Farah Gilani, Childcare Law consultant with Salmons Solicitors reviews a recent case on disputed evidence in childcare proceedings involving an allegation of physical abuse.
The recent case of H. v City of Swansea and Others heard in the Court of Appeal on 2nd March 2011 illustrates the importance of narrowing the list of abusers where physical abuse is alleged by a local authority proposing to take child protection measures under the Children Act 1989.
In this case, bruises had been discovered on a one year old child and the list of persons who could have caused them were the mother, her partner and another individual. The local authority applied for disclosure of mobile phone text messages passing between the mother and her partner. In these messages the mother expressed surprise and anger that her child had been bruised. The judge reduced the list of persons who could have abused the child to three, the mother , the boyfriend and the other individual, in the course of a fact finding hearing.

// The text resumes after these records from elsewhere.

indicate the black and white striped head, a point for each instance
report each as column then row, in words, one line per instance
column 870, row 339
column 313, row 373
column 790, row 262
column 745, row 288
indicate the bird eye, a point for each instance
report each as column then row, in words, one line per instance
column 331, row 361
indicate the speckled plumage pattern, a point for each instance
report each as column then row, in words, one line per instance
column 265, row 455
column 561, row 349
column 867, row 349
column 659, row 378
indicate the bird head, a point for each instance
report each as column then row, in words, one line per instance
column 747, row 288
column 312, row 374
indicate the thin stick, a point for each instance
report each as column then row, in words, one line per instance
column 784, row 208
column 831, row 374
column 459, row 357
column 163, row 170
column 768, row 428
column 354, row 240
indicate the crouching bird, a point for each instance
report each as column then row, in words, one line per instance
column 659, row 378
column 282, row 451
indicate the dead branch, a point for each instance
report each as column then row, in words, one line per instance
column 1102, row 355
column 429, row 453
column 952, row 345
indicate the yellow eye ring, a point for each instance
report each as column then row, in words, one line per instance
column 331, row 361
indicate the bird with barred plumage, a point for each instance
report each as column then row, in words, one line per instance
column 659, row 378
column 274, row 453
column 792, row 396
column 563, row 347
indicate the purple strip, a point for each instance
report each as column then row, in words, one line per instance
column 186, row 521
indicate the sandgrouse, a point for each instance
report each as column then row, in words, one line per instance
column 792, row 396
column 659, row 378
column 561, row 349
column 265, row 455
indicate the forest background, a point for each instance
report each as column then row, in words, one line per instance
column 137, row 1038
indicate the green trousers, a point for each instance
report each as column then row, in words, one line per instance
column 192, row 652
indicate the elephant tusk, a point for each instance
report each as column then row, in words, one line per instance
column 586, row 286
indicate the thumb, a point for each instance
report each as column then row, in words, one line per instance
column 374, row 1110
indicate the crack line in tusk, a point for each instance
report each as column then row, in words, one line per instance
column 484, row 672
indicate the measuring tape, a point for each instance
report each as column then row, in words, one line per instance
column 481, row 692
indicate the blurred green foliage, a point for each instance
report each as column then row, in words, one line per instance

The mother appealed the judge’s decision to include her in the list of perpetrators. The Court of Appeal decided that the judge was wrong to do so.
Given that the text messages were unlikely to be a false trail of evidence planted by the mother ( she had no idea the local authority would ask for them) and that the boyfriend admitted she had become angry when she discovered her child had been hurt and later moved out of the house she shared with the boyfriend, even though she had lied briefly about whether her relationship with the boyfriend was continuing (before she decided to move out) these untruths did not justify her inclusion in the list of persons who could have harmed her child and so the appeal succeeded.